Corals were first converted using the hydrothermal method in 1974 by Roy and Linnehan [D M Roy (1974) “Hydroxyapatite formed from Coral Skeletal Carbonate by Hydrothermal Exchange 247 Nature, 220-222]. According to that experiment, complete replacement of aragonite by phosphatic material was achieved at a temperature of 270° C. and a pressure of 103 MPa. However, the Roy method has the disadvantage that the hydrothermal treatment must be carried out at a relatively high temperature and pressure, and the resultant hydroxyapatite may have reduced strength.
But it is not only with the Roy method that the resultant hydroxyapatite has been fragile. Clearly, where the hydroxyapatite is to be used for the development of prosthetic implants, it is undesirable to have excessive fragility.
In 1990, U.S. Pat. No. 4,938,938 disclosed a new method for the hydrothermal conversion process which included a series of cleansing steps to remove impurities from the coral prior to conversion. The disclosure of that specification suggests that the inclusion of such cleansing steps allows for a process with reduced energy requirements and relatively low pressure, which can be carried out over a relatively short period of time, and is nevertheless capable of providing a resultant hydroxyapatite with a desirable bone-like defect density and cryptocrystallinity.
Later the same year, U.S. Pat. No. 4,976,736 also disclosed a process for the production of hydroxyapatite which could be performed at lower temperatures and pressures than that of the process described by Roy. The citation provides a detailed analysis of the way hydroxyapatite formed according to the invention can be used during oral, periodontal, craniofacial and orthopaedic surgery. The real thrust of the invention, is the creation of a material having a base portion of calcium carbonate and a surface layer of a synthetic phosphate, including in some embodiments, hydroxyapatite. Apparently, where bone substitutes are produced according to this invention, it is essentially possible to ‘pre-programme’ the rate at which the ceramic implant degrades, and, therefore, possible to provide surgeons with a choice as to the rate at which the bone substitute is resorbed following implantation.
More recently in 1996, Sivakumar et al. (17 Biomaterials 1709) developed a new method for the hydrothermal conversion of Indian corals.
Owing to the unfavourable mechanical properties of porous hydroxyapatite (HAp), almost all research to date has been focused on the development of calcium phosphate coatings and particulate reinforced composites.
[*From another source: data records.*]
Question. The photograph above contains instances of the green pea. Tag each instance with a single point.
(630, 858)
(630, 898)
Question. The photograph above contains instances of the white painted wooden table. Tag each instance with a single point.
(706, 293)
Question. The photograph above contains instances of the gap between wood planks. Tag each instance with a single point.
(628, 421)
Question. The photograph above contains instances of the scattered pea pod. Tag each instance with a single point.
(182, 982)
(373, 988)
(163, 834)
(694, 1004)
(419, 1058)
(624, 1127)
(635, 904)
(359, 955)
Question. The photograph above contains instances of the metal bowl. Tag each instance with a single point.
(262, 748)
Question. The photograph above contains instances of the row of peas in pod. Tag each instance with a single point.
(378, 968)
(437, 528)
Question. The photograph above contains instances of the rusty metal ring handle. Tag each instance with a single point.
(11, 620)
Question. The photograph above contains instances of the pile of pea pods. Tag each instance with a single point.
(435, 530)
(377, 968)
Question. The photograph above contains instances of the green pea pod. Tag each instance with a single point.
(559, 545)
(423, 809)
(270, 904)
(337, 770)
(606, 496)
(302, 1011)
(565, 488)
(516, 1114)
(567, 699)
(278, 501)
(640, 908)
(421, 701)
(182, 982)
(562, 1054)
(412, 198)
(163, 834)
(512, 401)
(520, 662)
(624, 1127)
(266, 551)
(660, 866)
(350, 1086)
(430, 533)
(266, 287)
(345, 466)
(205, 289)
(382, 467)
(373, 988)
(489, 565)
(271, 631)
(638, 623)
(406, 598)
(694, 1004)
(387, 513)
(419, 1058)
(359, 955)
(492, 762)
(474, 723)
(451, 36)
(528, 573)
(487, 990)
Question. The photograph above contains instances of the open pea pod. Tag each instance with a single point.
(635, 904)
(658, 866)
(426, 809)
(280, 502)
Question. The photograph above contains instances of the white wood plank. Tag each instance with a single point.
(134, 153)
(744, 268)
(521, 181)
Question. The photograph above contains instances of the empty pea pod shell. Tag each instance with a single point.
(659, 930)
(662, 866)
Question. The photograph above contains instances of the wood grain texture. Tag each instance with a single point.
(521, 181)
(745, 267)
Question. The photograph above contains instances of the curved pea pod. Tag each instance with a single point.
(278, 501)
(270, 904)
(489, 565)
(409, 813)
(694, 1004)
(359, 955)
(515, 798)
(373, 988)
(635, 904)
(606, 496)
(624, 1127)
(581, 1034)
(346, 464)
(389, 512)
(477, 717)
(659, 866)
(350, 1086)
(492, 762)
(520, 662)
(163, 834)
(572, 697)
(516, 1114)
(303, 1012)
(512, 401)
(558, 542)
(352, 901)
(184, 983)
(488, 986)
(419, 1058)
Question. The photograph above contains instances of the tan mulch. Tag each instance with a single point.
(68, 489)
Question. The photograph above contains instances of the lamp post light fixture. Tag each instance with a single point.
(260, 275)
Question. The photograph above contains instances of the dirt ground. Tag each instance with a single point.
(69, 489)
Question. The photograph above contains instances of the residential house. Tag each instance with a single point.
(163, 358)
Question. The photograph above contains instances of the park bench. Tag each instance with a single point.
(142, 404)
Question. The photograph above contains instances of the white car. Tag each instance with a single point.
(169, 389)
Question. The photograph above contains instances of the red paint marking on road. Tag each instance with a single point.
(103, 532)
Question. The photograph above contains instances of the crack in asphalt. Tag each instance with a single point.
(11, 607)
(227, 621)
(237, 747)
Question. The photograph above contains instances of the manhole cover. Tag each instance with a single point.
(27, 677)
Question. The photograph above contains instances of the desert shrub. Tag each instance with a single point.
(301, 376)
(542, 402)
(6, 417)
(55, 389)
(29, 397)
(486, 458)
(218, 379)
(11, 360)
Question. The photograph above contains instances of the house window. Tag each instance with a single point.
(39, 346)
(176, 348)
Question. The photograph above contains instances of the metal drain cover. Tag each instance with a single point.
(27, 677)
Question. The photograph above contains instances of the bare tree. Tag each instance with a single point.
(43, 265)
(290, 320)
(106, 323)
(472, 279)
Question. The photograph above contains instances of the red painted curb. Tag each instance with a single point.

Sol gel technology offers an improved alternative technique for producing bioactive surfaces for better bone attachment. Previously published works indicate that although biphasic hydroxyapatite products are available, monophasic hydroxyapatite powders and coatings were difficult to produce.
Any discussion of documents, acts, materials, devices, articles or the like which has been included in the present specification is solely for the purpose of providing a context for the present invention. It is not to be taken as an admission that any or all of these matters form part of the prior art base or were common general knowledge in the field relevant to the present invention as it existed in Australia before the priority date of each claim of this application.